Rolling Spheres on Bioinspired Microstructured Surfaces.

Abstract

Microstructured surfaces, such as those inspired by nature, mediate surface interactions and are actively sought after to control wetting, adhesion, and friction. In particular, the rolling motion of spheres on microstructured surfaces in fluid environments is important for the transport of particles in microfluidic devices or in tribology. Here, we characterize the motion of smooth silicon nitride spheres (diameters 3-5 mm) as they roll down inclined planes decorated with hexagonal arrays of microwells and micropillars.

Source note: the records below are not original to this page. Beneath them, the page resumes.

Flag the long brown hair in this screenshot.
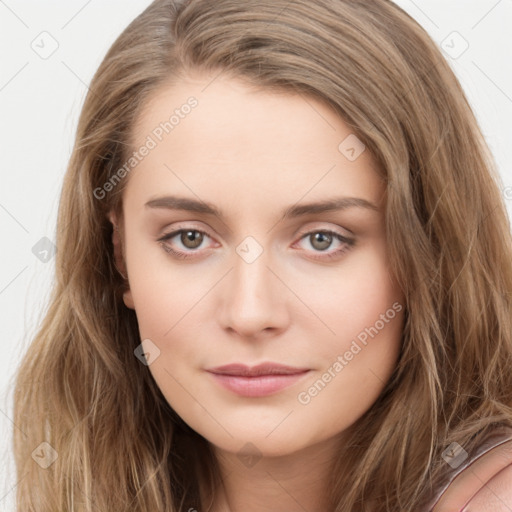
[14,0,512,512]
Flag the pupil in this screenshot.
[181,230,202,249]
[313,233,331,250]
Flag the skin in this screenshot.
[110,75,403,512]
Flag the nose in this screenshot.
[218,244,289,340]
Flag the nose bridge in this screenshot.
[217,237,285,336]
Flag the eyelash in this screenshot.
[157,228,355,260]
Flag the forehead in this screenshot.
[128,76,383,213]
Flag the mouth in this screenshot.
[206,363,310,397]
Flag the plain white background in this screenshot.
[0,0,512,511]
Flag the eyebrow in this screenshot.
[145,196,380,219]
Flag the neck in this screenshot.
[203,440,337,512]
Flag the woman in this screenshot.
[11,0,512,512]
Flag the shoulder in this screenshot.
[432,439,512,512]
[462,464,512,512]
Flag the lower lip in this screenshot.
[210,370,309,397]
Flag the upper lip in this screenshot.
[207,363,309,377]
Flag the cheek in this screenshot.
[296,245,403,354]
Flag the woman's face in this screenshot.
[111,71,403,455]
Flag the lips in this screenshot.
[207,363,310,397]
[207,363,309,377]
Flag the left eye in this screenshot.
[157,229,354,259]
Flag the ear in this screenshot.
[108,212,135,309]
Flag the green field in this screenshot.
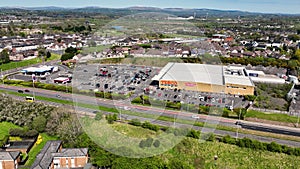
[0,53,60,71]
[0,90,300,141]
[111,123,158,138]
[82,45,110,54]
[0,122,21,140]
[165,138,300,169]
[246,110,298,123]
[92,123,300,169]
[25,133,58,166]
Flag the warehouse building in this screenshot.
[245,69,286,84]
[152,63,255,95]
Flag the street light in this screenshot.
[236,109,242,140]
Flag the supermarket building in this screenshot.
[152,63,255,95]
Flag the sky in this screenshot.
[0,0,300,14]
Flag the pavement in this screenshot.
[0,85,300,147]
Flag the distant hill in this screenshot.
[0,6,300,17]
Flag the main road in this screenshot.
[0,84,300,147]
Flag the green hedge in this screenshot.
[4,80,129,100]
[219,135,300,156]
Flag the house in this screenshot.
[31,141,88,169]
[0,151,21,169]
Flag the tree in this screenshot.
[106,114,118,124]
[168,158,193,169]
[38,46,46,62]
[46,51,51,59]
[32,116,47,133]
[129,119,142,126]
[60,53,74,61]
[233,108,247,120]
[0,49,10,64]
[153,140,160,148]
[95,112,103,121]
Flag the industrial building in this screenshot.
[245,69,286,84]
[21,66,58,76]
[152,63,255,95]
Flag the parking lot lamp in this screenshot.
[236,109,242,140]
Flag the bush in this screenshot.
[174,128,189,136]
[9,128,39,138]
[187,129,200,139]
[94,112,103,121]
[267,142,281,153]
[9,128,24,136]
[222,109,230,117]
[142,121,159,131]
[129,119,142,126]
[221,135,236,144]
[153,140,160,148]
[244,95,256,101]
[106,114,118,124]
[0,135,9,147]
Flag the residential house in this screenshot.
[0,151,21,169]
[31,141,88,169]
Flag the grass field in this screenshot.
[82,45,110,54]
[111,123,158,138]
[90,123,300,169]
[246,110,298,123]
[0,122,21,140]
[91,57,183,67]
[0,53,60,71]
[165,138,300,169]
[0,90,300,141]
[25,133,58,166]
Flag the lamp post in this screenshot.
[236,109,242,140]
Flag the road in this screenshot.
[0,85,300,147]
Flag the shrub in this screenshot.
[142,121,159,131]
[187,129,200,139]
[106,114,118,124]
[267,142,281,153]
[129,119,142,126]
[153,140,160,148]
[221,135,236,144]
[94,112,103,121]
[174,128,189,136]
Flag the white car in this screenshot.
[124,106,130,110]
[192,115,200,119]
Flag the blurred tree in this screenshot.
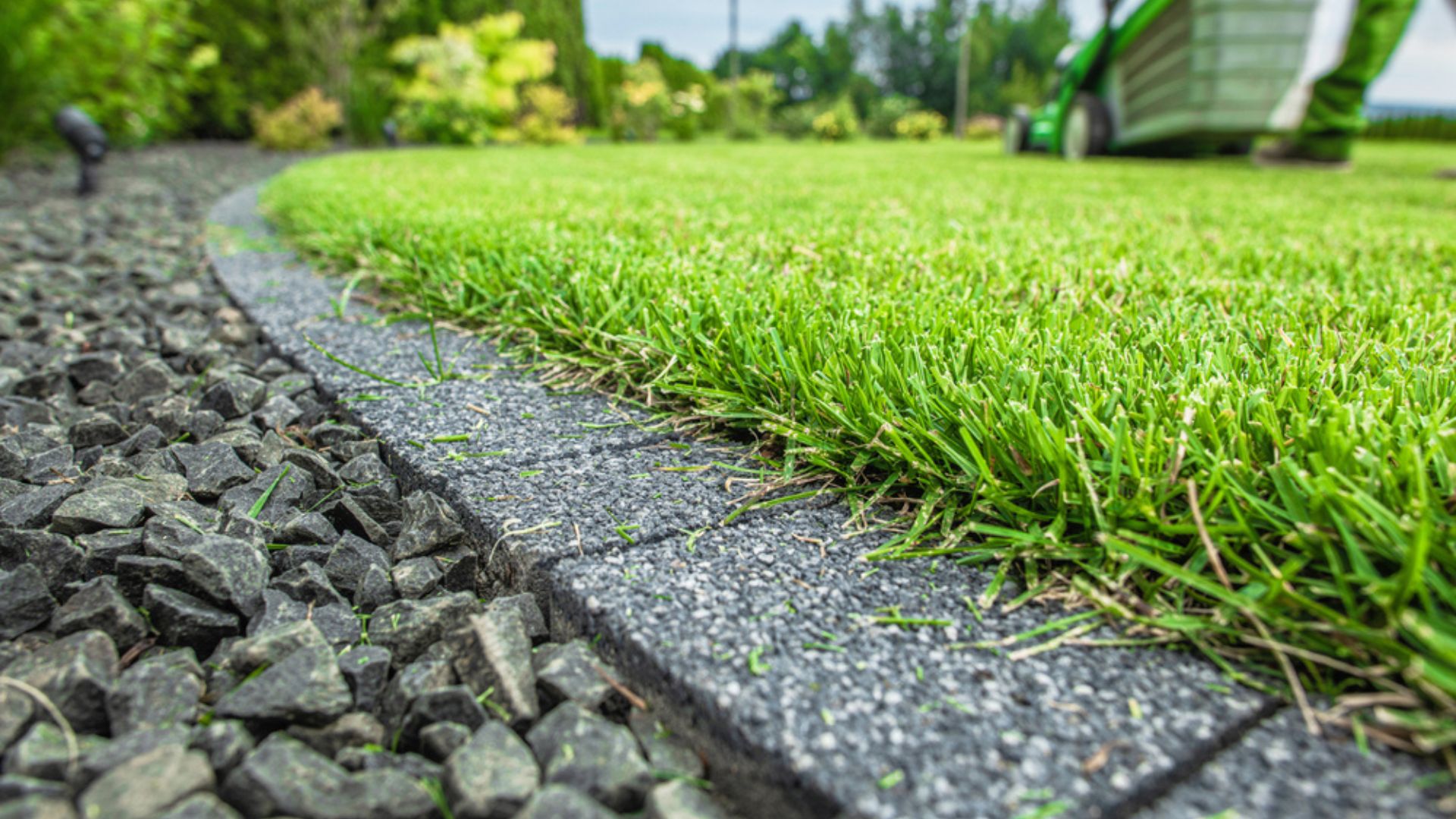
[725,0,1072,120]
[0,0,51,158]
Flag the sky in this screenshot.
[585,0,1456,108]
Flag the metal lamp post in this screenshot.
[54,105,108,196]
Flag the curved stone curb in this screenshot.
[209,188,1450,817]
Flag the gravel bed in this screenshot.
[0,146,725,819]
[209,173,1456,819]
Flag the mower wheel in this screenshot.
[1002,108,1031,155]
[1062,92,1112,160]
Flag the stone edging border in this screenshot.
[209,187,1450,817]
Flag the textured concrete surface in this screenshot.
[211,181,1431,817]
[1138,708,1450,819]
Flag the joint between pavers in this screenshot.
[1106,697,1288,817]
[209,178,1310,814]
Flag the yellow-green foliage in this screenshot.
[896,111,945,141]
[517,83,578,146]
[708,70,783,140]
[391,11,556,144]
[253,87,344,150]
[611,58,673,143]
[812,99,859,143]
[965,114,1006,140]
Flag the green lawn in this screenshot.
[265,141,1456,745]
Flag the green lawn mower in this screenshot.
[1003,0,1354,158]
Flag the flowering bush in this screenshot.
[252,87,344,150]
[517,83,576,146]
[391,11,556,144]
[611,60,673,141]
[896,111,945,141]
[811,99,859,143]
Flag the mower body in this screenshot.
[1006,0,1353,158]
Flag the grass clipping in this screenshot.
[265,143,1456,752]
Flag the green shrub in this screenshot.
[704,70,783,140]
[0,0,49,158]
[667,84,708,143]
[864,93,920,140]
[896,111,945,141]
[611,58,673,143]
[812,98,859,143]
[965,114,1006,140]
[517,83,576,146]
[0,0,203,144]
[774,102,818,140]
[391,11,555,144]
[253,87,344,150]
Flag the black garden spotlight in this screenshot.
[54,105,108,196]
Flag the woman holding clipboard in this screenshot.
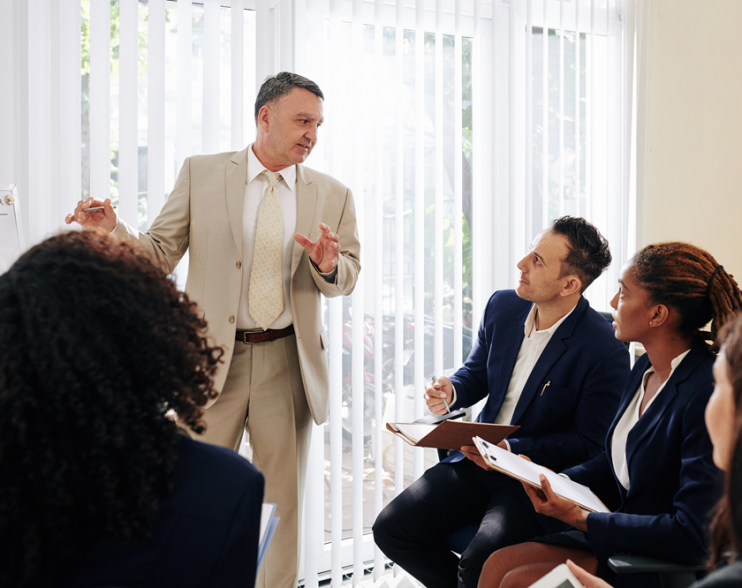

For both types of patterned surfaces, we vary the area fraction of the micropatterned features from 0.04 to 0.96. We measure directly and independently the rotational and translational velocities of the spheres as they roll down planes with inclination angles that vary between 5 and 30°. For a given area fraction, we find that spheres have a higher translational and rotational velocity on surfaces with microwells than on micropillars. We rely on the model of Smart and Leighton [Phys. Fluids A 5, 13 (1993)] to obtain an effective gap width and coefficient of friction for all microstructured surfaces investigated. We find that the coefficient of friction is significantly higher for a surface with micropillars than that for one with microwells, likely due to the presence of interconnected drainage channels that provide additional paths for the fluid flow and favor solid-solid contact on the surface with micropillars. We find that while the effective gap width at a very low solid fraction is equal to the height of the patterned features, the effective separation decreases exponentially as the surface coverage of microstructures increases, with little measured differences between the two geometries. Superposition of resistance functions is used to relate the rapid decrease in the effective gap height with increase in the surface coverage observed in experiments.